Kamloops filmmaker hopes music video will help ‘take down walls’

Nov 13, 2018 | 2:19 PM

KAMLOOPS — A proposed music video has become a passion project for a local filmmaker, who recently received a $10,000 grant from Storyhive.

Vesta Giles is partnering with Brian Tate, a composer and conductor from Vancouver, who created a song called “Take Down These Walls” in response to the current U.S. White House administration’s plans and rhetoric around building a wall at the U.S.-Mexico border.

WATCH: This is Giles’ pitch video for Storyhive (Video Credit: YouTube / Vesta Giles)

“This song he originally wrote when he was at a choral conference in Washington D.C., and it was the beginning time that Donald Trump was starting to talk about building this wall,” says Giles. “Brian was just outraged, and his whole thing is not building walls — his whole thing is about tearing walls down… He just wrote this song and it’s been performed by more than 60 choirs around the world.”

Tate works with the City Soul Choir based out of Vancouver, which is comprised of 100 people who sing about peace, inclusion and being kind, Giles says. 

To set this project apart, Giles says the team has recruited deaf performer Landon Krentz, who’s well known for deaf interpretation and deaf arts in Vancouver. He’ll be signing throughout the music video, which Giles says is an important part of the theme.

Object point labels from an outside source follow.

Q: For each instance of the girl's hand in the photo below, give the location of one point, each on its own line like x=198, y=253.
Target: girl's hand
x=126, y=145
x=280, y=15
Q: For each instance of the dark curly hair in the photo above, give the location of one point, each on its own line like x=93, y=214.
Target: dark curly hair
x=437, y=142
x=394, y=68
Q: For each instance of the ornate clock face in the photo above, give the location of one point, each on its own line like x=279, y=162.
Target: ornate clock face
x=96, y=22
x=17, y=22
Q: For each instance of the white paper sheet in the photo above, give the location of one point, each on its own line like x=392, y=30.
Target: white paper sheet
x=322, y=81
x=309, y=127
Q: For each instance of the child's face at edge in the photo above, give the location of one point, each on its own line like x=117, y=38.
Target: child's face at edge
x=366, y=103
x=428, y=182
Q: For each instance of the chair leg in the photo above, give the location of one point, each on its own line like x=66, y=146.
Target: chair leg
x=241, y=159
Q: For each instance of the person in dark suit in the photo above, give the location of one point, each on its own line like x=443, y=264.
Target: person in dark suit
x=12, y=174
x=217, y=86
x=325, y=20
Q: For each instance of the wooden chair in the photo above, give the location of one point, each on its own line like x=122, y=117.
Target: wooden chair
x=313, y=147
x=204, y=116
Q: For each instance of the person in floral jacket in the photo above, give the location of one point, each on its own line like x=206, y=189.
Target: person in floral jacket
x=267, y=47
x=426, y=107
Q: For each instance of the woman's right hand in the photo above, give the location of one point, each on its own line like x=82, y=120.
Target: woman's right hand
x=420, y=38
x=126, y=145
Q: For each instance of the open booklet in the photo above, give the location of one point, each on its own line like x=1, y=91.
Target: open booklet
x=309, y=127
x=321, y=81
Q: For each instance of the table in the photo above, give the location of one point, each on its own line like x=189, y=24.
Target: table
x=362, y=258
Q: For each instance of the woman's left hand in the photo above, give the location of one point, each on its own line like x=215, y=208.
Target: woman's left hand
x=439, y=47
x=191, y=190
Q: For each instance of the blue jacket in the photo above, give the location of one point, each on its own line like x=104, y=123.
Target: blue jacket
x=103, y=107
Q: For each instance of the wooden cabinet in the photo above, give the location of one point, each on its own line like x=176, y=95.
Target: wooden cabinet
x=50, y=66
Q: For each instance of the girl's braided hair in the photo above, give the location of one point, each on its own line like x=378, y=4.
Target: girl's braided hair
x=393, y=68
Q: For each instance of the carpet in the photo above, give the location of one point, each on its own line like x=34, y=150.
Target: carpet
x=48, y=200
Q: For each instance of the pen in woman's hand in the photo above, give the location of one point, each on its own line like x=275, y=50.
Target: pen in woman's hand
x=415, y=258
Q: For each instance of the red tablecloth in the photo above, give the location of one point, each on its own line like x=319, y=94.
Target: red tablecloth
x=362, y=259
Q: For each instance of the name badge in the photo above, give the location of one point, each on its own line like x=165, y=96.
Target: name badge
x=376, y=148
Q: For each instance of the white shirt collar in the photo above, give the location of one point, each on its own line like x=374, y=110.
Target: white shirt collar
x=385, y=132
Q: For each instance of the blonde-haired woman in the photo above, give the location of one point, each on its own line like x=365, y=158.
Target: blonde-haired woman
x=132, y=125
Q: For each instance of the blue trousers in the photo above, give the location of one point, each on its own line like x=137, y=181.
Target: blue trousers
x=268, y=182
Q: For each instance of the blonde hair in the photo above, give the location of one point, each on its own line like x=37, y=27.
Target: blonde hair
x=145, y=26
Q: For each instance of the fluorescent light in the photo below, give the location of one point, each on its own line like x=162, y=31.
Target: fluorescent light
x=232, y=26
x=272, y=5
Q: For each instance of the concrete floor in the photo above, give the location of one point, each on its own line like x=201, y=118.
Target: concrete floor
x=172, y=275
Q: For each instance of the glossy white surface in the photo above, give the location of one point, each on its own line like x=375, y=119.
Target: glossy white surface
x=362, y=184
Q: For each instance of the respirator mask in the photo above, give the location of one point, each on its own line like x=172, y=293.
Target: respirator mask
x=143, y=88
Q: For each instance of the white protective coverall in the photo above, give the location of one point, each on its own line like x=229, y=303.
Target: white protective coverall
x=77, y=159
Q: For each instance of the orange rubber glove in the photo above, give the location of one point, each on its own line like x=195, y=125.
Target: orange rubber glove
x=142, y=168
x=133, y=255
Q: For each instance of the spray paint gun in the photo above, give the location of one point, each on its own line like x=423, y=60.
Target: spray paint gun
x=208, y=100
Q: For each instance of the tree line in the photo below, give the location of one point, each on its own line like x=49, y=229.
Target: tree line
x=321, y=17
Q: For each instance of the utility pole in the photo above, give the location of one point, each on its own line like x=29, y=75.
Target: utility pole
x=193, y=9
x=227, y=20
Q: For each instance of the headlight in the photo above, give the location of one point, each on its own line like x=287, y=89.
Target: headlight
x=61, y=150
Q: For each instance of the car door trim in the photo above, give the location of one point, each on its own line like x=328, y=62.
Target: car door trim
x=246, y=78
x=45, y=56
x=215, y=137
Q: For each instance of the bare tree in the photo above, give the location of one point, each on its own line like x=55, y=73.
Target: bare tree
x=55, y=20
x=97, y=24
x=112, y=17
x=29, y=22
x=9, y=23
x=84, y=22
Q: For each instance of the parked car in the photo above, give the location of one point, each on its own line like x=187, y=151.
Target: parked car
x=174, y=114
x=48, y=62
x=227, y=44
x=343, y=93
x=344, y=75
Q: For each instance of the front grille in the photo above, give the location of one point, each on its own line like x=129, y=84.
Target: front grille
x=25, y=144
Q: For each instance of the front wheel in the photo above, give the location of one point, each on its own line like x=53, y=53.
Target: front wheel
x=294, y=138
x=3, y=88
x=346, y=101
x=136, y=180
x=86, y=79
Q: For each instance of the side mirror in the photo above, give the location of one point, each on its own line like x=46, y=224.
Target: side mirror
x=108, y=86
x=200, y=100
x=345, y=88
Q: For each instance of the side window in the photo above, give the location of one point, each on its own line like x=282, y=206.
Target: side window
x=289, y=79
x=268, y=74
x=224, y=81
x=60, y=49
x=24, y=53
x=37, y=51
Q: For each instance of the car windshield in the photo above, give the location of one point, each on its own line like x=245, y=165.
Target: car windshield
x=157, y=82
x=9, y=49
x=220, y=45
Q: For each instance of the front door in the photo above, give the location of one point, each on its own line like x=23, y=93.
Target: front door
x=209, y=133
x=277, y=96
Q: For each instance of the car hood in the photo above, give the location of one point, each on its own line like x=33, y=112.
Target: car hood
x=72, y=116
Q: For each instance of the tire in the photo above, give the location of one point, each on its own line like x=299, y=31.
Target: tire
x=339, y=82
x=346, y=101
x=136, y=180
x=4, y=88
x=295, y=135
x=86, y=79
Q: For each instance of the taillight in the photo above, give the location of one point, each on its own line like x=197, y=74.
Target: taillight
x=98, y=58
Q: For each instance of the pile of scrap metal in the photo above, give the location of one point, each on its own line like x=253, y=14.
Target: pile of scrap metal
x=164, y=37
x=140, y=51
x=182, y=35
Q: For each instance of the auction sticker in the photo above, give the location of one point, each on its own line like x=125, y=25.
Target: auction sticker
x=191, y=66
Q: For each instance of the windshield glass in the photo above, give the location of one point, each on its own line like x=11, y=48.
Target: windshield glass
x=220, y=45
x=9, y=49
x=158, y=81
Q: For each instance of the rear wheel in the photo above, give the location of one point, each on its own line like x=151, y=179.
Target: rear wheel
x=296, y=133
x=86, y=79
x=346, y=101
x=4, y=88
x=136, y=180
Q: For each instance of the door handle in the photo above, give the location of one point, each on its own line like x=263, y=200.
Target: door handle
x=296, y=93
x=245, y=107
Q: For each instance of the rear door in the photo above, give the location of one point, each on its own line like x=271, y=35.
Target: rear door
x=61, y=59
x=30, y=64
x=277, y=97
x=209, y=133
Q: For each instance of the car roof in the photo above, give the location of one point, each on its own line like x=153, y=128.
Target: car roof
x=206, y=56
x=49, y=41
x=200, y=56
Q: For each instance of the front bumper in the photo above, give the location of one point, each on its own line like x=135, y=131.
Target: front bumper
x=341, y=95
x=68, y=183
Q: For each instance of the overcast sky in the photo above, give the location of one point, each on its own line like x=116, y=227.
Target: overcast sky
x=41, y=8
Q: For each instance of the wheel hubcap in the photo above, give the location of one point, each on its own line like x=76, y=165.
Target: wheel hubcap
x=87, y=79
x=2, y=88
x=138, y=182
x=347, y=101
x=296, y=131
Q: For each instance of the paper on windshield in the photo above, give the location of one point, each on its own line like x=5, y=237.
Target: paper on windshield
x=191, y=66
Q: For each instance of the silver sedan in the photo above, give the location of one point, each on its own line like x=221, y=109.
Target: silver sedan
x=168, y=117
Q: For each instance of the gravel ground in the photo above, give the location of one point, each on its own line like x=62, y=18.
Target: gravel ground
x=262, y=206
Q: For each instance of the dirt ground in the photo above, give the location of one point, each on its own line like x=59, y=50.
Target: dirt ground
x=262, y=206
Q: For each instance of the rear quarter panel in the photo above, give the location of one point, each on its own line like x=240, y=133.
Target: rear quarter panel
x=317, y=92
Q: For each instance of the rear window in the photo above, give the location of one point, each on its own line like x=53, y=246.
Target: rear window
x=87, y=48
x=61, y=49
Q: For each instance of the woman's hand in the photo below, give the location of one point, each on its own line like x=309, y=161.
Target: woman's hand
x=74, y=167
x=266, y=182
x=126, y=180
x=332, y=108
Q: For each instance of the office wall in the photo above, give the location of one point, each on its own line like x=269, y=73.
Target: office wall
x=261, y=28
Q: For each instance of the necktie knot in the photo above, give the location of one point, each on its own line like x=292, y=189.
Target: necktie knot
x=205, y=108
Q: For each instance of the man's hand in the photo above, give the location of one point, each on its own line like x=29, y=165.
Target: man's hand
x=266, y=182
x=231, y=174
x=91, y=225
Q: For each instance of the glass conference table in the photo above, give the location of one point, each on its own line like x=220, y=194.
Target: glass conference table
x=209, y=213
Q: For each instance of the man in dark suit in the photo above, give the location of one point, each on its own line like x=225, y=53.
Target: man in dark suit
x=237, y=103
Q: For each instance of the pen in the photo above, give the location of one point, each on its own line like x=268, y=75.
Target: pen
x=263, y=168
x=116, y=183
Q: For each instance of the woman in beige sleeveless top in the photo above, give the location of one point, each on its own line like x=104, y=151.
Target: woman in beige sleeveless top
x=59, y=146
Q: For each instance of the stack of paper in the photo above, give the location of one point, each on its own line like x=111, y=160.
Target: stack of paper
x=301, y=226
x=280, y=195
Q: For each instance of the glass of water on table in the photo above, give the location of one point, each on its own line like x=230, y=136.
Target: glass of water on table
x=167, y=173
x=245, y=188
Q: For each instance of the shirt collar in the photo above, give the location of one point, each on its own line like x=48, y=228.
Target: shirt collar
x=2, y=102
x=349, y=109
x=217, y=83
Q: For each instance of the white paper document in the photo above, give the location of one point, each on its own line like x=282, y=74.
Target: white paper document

“We have a whole theme for hands, and how hands are the tools that we use to connect with people, and to build walls but also to tear walls down, all kinds of walls,” says Giles, “so we wanted to include sign language in it.”

Giles and her team are hoping to have all the filming complete in January, and the project is due in April. She urges Kamloops residents to support the local film scene.

“Storyhive is really getting to know Kamloops. I think there’s four projects going right now for Storyhive in Kamloops. If people see the option to vote for a Storyhive project, do it. Vote for Kamloops film productions because it’s really helping us build a film community here in Kamloops.”